Mon chien s’appelle Sylvain. Je lui ai donné le nom de mon ami d’enfance, parce que c’est drôle. Un jour, quand il était bébé, Sylvain a mangé un arbuste. Je ne sais pas pourquoi, ni comment il l’a fait, mais il l’a mangé. Jusqu’aux racines. Je l’ai vu faire par la fenêtre et le temps que je sortais, il l’avait déjà engouffré. Un arbuste de trois pieds de haut. J’imaginais déjà les fines branches qui écorchaient son estomac et les feuilles toxiques qui le faisaient fondre de l’intérieur. Quand je me suis approché, il ne semblait pas malade ou quoi que ce soit, mais il faisait sa face de chien qui sait qu’il a fait quelque chose de mal. Je l’ai installé sur la banquette arrière de mon auto et j’ai roulé comme un fou jusque chez le vétérinaire. Pendant ce temps, Sylvain avait la tête par la fenêtre et sa langue pendait dans le vent.
Je me demandais pourquoi il ne semblait souffrir d’aucune façon. Il avait quand même avalé un arbuste. En fait, son air normal contrastait avec ma panique totale, et j’avais peur qu’on me dise qu’il n’avait rien et que j’aille l’air d’un con. Mais je l’avais vu faire, je savais que c’était dangereux. Arrivé chez le vétérinaire, je suis allé voir la secrétaire et je lui a dit, essoufflé : « Mon chien a mangé un arbuste. » Elle a fait glisser ses lunettes sur le bout de son nez, m’a regardé, a regardé mon chien et m’a demandé d’un air incrédule : « Lui? ». À côté de moi, Sylvain, assis, regardait autour en se faisant aller la queue, comme si de rien n’était. « Oui. Un arbuste de trois pieds. »
Elle s’est levée et est allée voir le vétérinaire, docteur Wang. J’ai expliqué la situation du mieux que je le pouvais, mais l’air enjoué de Sylvain n’aidait pas ma cause. Le docteur Wang m’a dit qu’il était courant que les bébés chiens mangent des trucs bizarres et, qu’en général, leur système digestif est assez fort pour faire passer tout cela sans problème. Bref, il m’a dit d’attendre que Sylvain fasse caca. Il ne m’a rien chargé pour la consultation, c’était gentil de sa part.

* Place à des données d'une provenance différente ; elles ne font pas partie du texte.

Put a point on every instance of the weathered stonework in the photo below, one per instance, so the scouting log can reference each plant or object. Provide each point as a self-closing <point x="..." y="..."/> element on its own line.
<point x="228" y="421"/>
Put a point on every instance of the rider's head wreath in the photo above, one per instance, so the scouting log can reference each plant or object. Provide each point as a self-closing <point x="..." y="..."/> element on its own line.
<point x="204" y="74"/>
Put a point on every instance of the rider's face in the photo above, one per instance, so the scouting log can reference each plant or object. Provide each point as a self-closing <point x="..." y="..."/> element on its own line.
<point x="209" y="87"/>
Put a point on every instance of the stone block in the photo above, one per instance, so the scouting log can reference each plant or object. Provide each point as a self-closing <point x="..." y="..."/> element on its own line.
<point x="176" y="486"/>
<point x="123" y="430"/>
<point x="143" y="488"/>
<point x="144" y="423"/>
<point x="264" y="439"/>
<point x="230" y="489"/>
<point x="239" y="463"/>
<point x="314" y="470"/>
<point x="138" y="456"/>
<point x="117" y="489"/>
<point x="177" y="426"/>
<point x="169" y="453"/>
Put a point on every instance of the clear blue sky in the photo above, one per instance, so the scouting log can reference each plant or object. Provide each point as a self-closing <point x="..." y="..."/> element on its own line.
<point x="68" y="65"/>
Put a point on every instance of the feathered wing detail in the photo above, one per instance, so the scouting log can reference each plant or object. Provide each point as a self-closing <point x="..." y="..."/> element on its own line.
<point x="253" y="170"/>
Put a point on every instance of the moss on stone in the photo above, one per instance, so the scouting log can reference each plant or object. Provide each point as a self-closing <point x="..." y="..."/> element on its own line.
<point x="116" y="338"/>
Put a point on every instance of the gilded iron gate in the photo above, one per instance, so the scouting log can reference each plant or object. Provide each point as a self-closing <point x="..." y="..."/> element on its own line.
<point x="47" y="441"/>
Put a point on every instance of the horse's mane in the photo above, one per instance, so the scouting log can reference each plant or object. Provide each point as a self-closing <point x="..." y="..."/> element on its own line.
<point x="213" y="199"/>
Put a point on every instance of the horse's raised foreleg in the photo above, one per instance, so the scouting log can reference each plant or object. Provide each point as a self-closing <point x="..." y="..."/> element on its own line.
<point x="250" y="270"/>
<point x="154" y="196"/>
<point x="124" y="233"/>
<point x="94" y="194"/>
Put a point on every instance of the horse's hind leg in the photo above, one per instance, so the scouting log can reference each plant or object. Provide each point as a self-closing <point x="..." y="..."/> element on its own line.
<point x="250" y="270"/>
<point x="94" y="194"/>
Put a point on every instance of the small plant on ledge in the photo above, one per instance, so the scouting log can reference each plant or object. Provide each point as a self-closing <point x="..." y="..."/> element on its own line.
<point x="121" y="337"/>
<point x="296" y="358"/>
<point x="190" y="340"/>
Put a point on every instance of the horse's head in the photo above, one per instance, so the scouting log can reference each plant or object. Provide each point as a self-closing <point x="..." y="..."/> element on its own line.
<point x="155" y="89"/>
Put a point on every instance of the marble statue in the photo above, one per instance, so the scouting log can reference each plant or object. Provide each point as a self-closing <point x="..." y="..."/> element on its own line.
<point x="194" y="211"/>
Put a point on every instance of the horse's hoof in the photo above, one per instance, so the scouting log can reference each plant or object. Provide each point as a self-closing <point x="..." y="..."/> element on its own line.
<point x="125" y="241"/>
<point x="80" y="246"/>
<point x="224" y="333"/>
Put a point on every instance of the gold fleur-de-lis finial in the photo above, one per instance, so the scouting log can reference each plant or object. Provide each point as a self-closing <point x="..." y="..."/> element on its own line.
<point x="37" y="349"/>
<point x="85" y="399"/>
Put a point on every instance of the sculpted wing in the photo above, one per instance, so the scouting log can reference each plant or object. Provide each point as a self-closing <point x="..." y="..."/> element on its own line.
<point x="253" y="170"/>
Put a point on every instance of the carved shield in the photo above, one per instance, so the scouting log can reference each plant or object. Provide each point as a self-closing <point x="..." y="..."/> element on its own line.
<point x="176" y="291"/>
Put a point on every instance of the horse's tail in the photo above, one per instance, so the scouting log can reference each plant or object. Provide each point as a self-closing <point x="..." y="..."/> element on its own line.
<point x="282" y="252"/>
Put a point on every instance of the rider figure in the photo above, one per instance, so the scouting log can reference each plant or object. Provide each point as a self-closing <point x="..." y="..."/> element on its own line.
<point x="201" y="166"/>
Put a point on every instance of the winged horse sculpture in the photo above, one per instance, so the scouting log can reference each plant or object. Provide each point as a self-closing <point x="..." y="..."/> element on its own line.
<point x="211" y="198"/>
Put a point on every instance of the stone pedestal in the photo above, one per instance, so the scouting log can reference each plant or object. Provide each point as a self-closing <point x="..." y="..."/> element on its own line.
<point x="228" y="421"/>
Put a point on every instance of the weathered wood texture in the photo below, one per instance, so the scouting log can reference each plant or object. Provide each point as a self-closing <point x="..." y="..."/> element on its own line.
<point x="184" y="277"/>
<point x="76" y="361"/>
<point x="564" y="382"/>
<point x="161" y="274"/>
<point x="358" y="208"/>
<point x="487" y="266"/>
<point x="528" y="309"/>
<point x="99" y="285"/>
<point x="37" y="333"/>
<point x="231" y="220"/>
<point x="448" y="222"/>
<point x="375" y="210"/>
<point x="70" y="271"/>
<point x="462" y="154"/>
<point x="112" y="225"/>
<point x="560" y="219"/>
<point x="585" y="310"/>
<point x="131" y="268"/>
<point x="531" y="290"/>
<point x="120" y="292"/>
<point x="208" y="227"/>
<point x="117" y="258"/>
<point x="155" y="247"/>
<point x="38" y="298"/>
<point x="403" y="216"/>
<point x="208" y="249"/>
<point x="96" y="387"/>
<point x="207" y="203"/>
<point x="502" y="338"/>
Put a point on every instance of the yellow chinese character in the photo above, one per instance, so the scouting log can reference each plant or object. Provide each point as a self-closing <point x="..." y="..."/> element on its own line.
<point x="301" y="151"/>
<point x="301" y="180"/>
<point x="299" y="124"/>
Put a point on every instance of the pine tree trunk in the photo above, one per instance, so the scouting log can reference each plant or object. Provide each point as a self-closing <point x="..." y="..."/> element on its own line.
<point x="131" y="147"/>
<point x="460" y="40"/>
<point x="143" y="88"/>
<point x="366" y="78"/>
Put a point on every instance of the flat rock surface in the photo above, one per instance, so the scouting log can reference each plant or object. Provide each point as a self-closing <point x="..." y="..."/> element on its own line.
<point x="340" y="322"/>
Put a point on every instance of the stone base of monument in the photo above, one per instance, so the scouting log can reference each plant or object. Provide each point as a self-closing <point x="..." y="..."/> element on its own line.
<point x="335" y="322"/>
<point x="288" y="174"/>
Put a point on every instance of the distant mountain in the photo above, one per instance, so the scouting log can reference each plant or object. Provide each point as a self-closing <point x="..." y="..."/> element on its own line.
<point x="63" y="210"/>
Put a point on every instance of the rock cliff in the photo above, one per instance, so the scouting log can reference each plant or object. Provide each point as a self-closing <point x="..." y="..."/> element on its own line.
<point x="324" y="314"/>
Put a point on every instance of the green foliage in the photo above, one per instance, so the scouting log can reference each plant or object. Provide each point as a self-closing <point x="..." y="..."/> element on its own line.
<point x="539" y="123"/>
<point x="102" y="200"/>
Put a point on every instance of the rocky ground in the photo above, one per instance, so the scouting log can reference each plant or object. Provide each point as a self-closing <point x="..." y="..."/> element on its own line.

Revenu à la maison, j’essayais de garder un oeil sur Sylvain, au cas où quelque chose de grave se passait. Puis, il s’est mis à se traîner les fesses par terre. Je l’ai emmené dans la cour et je l’ai assisté dans sa triste besogne. Un petit bout de racine sortait de sous sa queue. J’ai enfilé des gants de vaisselle et j’ai tiré gentiment. Sylvain pleurait un peu. Il tremblait, aussi. Ça a pris presque dix minutes pour évacuer l’arbuste. Étonnement, il était en un seul morceau. À mesure qu’il sortait, ses branches se dépliaient comme on déplie les branches d’un sapin de Noël artificiel qu’on sort du placard.
Depuis ce temps, Sylvain ne mange plus d’arbustes. Du gazon, tout au plus.